Market Overview

The FX market is temporarily looking past the weakness in Euro area data

Worrying news on the Eurozone economy continues to come in, although this is not hurting the single currency so far, which is trading at fifteen-week highs at 1.0950.

Germany’s business climate index rose from -28.3 to -27.8 in December but remains deeply negative. According to the report, Germans expect their incomes to decline slightly. Their propensity to spend is picking up slightly due to entrenched inflation expectations, but they struggle to reflect a rebound in consumer activity.

A separate report from the ECB noted a slowdown in loan growth in the eurozone to 0.6% y/y – the slowest in 8 years. However, the worst is apparently ahead for the indicator, judging by the dynamics of monetary aggregates. Trends in monetary aggregates M1-M3 are generally more than a year ahead of credit trends.
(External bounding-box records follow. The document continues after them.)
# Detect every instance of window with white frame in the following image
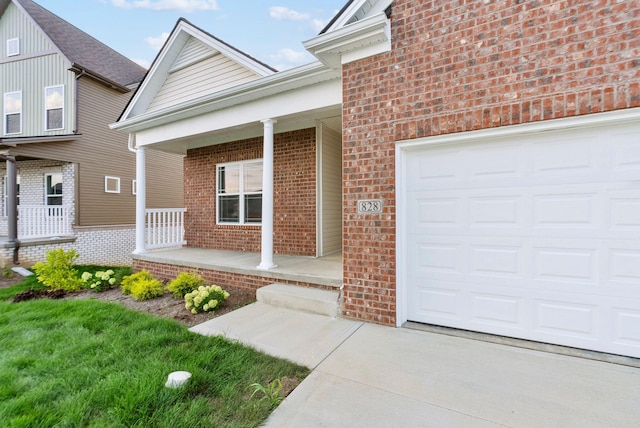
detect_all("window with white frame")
[216,159,262,224]
[2,175,20,217]
[4,91,22,135]
[44,172,62,205]
[44,85,64,131]
[7,39,20,56]
[104,175,120,193]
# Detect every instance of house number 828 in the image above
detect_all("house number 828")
[358,199,382,214]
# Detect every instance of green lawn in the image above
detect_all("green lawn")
[0,284,308,428]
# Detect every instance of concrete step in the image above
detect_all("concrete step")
[256,283,340,317]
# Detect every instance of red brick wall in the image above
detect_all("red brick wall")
[184,128,316,256]
[342,0,640,324]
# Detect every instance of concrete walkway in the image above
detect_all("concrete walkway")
[192,302,640,428]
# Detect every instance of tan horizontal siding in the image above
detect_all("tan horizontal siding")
[321,125,342,255]
[149,54,258,111]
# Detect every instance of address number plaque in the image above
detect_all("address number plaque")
[358,199,382,214]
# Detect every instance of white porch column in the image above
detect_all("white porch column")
[133,147,147,254]
[258,119,276,270]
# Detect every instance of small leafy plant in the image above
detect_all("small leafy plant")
[184,285,229,314]
[33,248,82,292]
[167,272,206,299]
[81,269,117,291]
[250,379,284,407]
[121,270,164,300]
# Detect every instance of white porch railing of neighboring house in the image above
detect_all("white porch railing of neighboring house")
[18,205,73,239]
[145,208,187,250]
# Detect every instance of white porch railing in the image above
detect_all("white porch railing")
[18,205,73,239]
[145,208,187,250]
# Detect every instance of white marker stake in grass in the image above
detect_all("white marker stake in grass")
[164,372,191,388]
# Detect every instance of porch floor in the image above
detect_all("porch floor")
[133,247,342,288]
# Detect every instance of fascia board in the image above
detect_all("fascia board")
[183,25,274,76]
[121,27,188,120]
[325,0,368,34]
[109,62,340,132]
[303,12,391,67]
[13,1,72,69]
[136,79,342,147]
[122,21,274,120]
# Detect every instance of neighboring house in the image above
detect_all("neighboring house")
[0,0,183,266]
[113,0,640,357]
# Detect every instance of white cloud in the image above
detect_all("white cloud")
[269,48,312,70]
[311,19,329,33]
[131,58,151,70]
[111,0,218,13]
[269,6,310,21]
[144,33,169,51]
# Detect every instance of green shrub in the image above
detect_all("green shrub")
[81,269,116,291]
[33,248,82,292]
[121,270,164,300]
[131,279,164,300]
[184,285,229,314]
[121,270,155,294]
[167,272,207,299]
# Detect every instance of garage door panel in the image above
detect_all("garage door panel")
[533,247,599,285]
[605,127,640,182]
[411,195,465,229]
[470,293,526,330]
[399,124,640,357]
[533,188,602,234]
[466,142,527,180]
[534,299,601,342]
[607,247,640,288]
[611,308,640,355]
[469,244,525,279]
[607,191,640,239]
[531,135,602,181]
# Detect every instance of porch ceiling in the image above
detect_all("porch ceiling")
[138,105,342,155]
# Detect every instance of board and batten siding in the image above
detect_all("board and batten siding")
[0,3,57,61]
[0,3,75,137]
[320,124,342,256]
[12,77,183,226]
[148,37,260,111]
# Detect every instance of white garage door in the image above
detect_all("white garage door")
[399,118,640,357]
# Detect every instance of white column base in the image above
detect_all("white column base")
[256,263,278,270]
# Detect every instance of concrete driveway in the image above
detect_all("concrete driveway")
[192,302,640,428]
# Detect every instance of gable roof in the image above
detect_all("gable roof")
[319,0,393,35]
[118,18,277,121]
[0,0,146,90]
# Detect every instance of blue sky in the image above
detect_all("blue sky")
[35,0,347,70]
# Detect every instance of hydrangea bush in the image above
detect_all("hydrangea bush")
[184,285,229,314]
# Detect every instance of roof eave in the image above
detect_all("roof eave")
[109,62,340,133]
[303,12,391,68]
[69,63,136,93]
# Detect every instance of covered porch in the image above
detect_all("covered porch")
[133,248,342,290]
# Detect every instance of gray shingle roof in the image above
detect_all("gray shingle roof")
[14,0,146,87]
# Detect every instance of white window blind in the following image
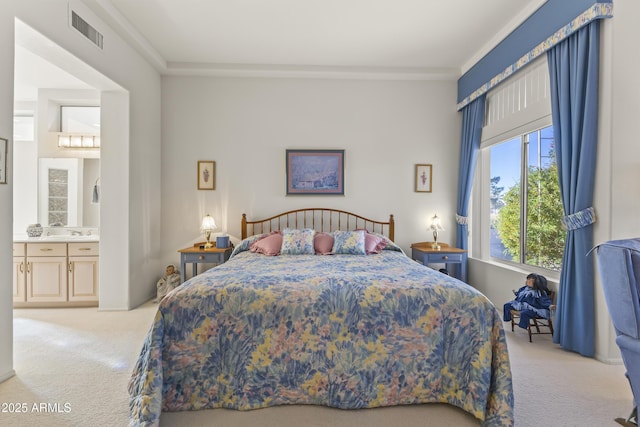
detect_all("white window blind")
[481,56,551,147]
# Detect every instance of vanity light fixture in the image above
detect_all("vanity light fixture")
[58,132,100,149]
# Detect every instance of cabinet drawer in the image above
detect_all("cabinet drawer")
[13,243,25,256]
[427,254,462,264]
[27,243,67,256]
[69,242,100,256]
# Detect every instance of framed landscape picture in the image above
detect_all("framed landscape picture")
[198,160,216,190]
[286,150,344,195]
[416,165,432,193]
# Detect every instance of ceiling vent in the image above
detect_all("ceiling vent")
[71,11,103,49]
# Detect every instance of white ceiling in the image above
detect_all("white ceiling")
[16,0,546,99]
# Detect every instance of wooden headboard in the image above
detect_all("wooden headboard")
[241,208,394,241]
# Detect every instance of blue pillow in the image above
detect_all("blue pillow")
[332,230,366,255]
[280,228,316,255]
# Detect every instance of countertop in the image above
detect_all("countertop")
[13,234,100,243]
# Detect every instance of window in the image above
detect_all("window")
[487,126,565,271]
[470,59,565,276]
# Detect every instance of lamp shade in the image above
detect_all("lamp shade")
[430,214,444,231]
[200,214,216,232]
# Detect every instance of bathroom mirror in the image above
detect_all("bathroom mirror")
[38,157,100,227]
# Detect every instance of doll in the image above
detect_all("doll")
[155,264,180,302]
[504,273,553,329]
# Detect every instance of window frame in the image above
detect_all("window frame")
[469,55,560,279]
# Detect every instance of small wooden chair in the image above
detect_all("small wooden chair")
[511,291,556,342]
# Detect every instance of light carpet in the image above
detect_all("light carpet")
[0,302,632,427]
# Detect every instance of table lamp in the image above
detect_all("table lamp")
[429,214,444,249]
[200,214,216,249]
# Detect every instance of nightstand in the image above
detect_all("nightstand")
[178,243,232,283]
[411,242,467,282]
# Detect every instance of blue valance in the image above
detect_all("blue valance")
[457,3,613,110]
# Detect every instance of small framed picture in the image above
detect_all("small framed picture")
[198,160,216,190]
[0,138,9,184]
[416,165,432,193]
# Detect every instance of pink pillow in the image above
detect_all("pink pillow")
[364,233,387,254]
[249,231,282,255]
[313,233,333,255]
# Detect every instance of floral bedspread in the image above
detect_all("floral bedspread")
[129,250,513,426]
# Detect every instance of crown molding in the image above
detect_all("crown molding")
[164,62,460,80]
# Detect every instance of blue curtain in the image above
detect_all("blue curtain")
[456,95,486,249]
[547,20,600,357]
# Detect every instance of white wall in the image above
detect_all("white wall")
[0,0,161,380]
[0,3,14,382]
[158,77,461,274]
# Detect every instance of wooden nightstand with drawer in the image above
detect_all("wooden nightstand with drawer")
[411,242,467,282]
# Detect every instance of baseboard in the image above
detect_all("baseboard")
[595,355,624,365]
[0,369,16,383]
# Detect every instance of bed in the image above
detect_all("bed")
[128,209,513,426]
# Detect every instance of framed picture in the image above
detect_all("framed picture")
[286,150,344,195]
[416,165,431,193]
[0,138,9,184]
[198,160,216,190]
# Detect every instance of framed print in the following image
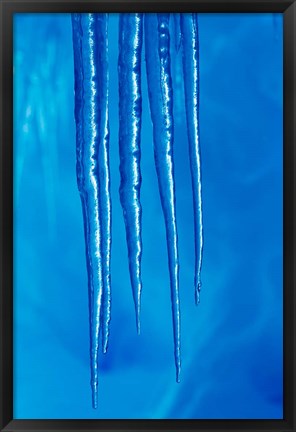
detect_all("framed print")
[0,0,296,432]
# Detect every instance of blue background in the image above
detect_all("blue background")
[14,14,283,419]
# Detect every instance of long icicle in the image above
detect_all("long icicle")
[118,13,143,333]
[95,13,111,353]
[72,14,107,408]
[180,13,203,304]
[145,14,181,382]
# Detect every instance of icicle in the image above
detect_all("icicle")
[181,13,203,304]
[94,13,111,353]
[145,14,181,382]
[118,13,143,333]
[72,14,110,408]
[173,13,181,52]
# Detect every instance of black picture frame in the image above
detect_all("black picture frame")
[0,0,296,432]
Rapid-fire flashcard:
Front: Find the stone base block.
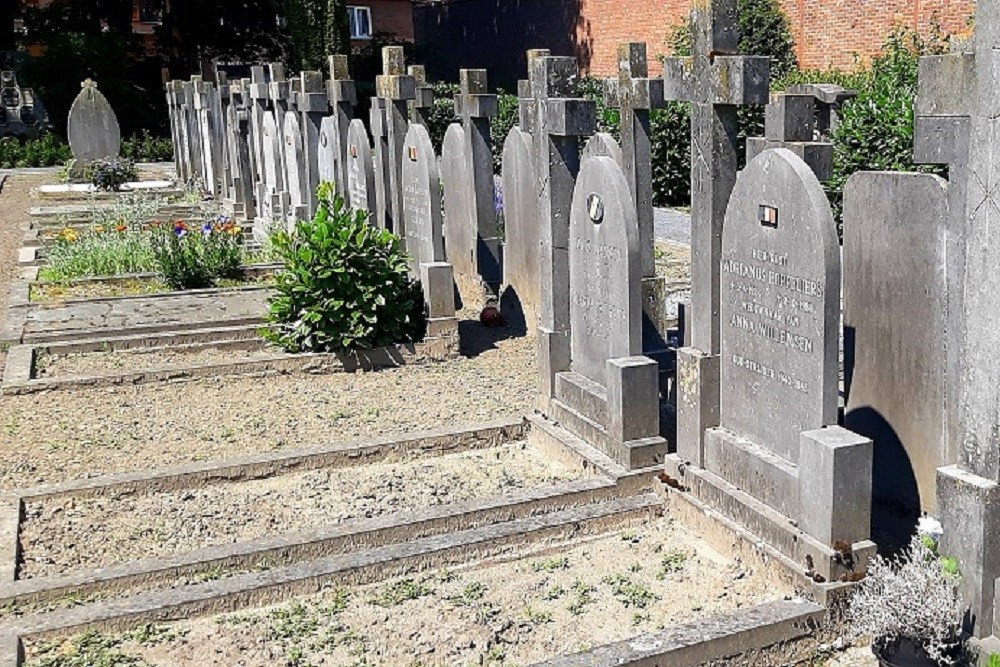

Monetary aggregate M1 is now 10% lower than a year earlier. It has been in negative territory so far this year. M3 in October was 1% lower than a year ago. In both cases, it is stabilising near historic lows, reflecting tightening financial conditions.

EURUSD’s strength is now driven by high hopes for a Fed rate cut soon, but the weakness in Eurozone indicators should set the mood that a policy change from the ECB could be earlier and deeper, not saying that the US already has higher rates. This is a long-term negative for the single currency. However, markets prefer to play down US policy changes first.